Initially, to assess the extent to which our results corresponded with previous GWA studies of BD, we obtained p-values for genotyped markers in the WTCCC (13) and STEP-BD (16) studies; it was the case, however, that most of the top SNPs that we describe were not genotyped directly within these studies. Therefore, we proceeded by investigating the three regions of interest identified in a recent collaborative GWA study (17) within the EA sample in our study (Figure S3). We evaluated the top SNPs from this study that were directly genotyped in our study, as well as other SNPs in the three regions. We assessed both the direction of associations between the two studies, as well as the strength. For comparison, we include the results from these studies in the plots of regions of interest (Figure S2). Although limited, we further analyzed our results relative to one of the single previously published GWA studies (i.e., Baum et al., 2008) (15), which included about half of the probands and controls used in the present study, in addition to a replication sample that is independent of our sample (i.e., was collected in Germany). We present results in Figure S2, but note that further analysis of the replication within each of the BD GWA studies will require specific delination of the overlapping individuals within all the studies and imputation of all genotypes.
A subset of 85 SNPs from the GWA study was selected for replication genotyping based on several criteria, with a primary focus on the allelic association p-value in the larger EA sample. See Supplemental Material for additional information pertaining to replication genotyping.

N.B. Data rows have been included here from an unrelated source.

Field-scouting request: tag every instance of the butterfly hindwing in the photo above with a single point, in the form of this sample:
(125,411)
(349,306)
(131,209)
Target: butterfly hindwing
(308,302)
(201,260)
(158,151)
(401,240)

Demographic variables for EA and AA cases were generally similar (Table S1). For the AA population, controls were less likely to be female. In the EA population, gender distributions between cases and controls were similar. Controls were much older than cases in both populations (mean age of cases: 18.0 (AA) and 19.3 (EA) vs. mean age of controls: 45.8 (AA) and 52.2 (EA), which should protect against cryptic disease in the control groups.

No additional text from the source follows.